State-Inspected Meats Deserve Equal Access to Markets

By Ron de Yong, Director
Montana Department of Agriculture

U.S. consumers enjoy the safest meat and poultry products in the world. State regulatory programs play a key role in assuring that our food is safe, unadulterated and properly labeled.

In Montana, 47 state-inspected slaughter facilities provide beef, lamb, pork and other meat products as well as specialty food items including bacon, smoked meats, jerky and certified organic meat products. An outdated federal law prohibits state-inspected plants from selling products across state lines despite a provision in the law that requires these plants to have safety standards that equal or exceed those of USDA-inspected facilities.

Meat and poultry products from 38 foreign countries can be shipped and sold anywhere in the United States. My friend Roger Johnson, North Dakota agriculture commissioner and president of the National Association of State Departments of Agriculture, points out that state inspection programs undergo annual audits on more than 125 pages of compliance procedures. By comparison, USDA’s audit document for evaluating foreign inspection systems is a one-page checklist.

The U.S. House of Representatives recently passed legislation to deal with this inequity. Senator Max Baucus and several colleagues have introduced similar legislation in the Senate. These bipartisan measures (S. 1149 and S. 1150) would level the playing field for state-inspected meat processors, including the 47 plants in Montana.

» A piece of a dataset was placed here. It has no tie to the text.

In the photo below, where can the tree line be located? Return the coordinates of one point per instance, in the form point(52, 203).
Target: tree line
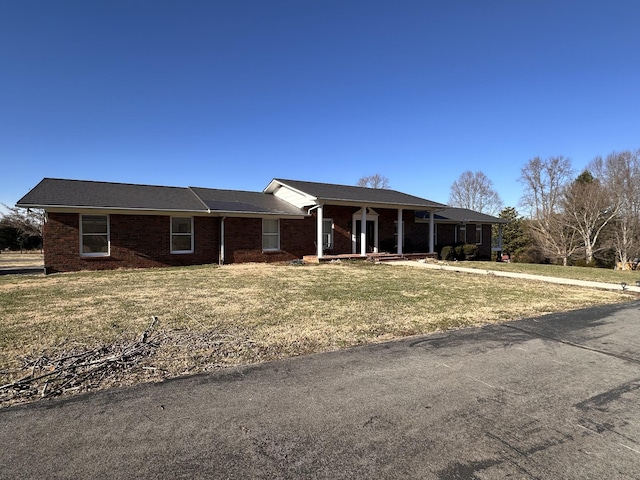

There are many reasons to abolish the 1967 prohibition on interstate shipments of state-inspected meat. Meat and poultry are the only products so restricted. Milk, fruit, vegetables, fish, venison, pheasant, quail and other products can be shipped freely across state lines.

Enabling interstate sales of state-inspected meat and poultry will provide economic fairness and open markets. New marketing opportunities not only will benefit producers, processors and small businesses, but also will give consumers more choices at the supermarket. This change is common sense and it’s the right thing to do.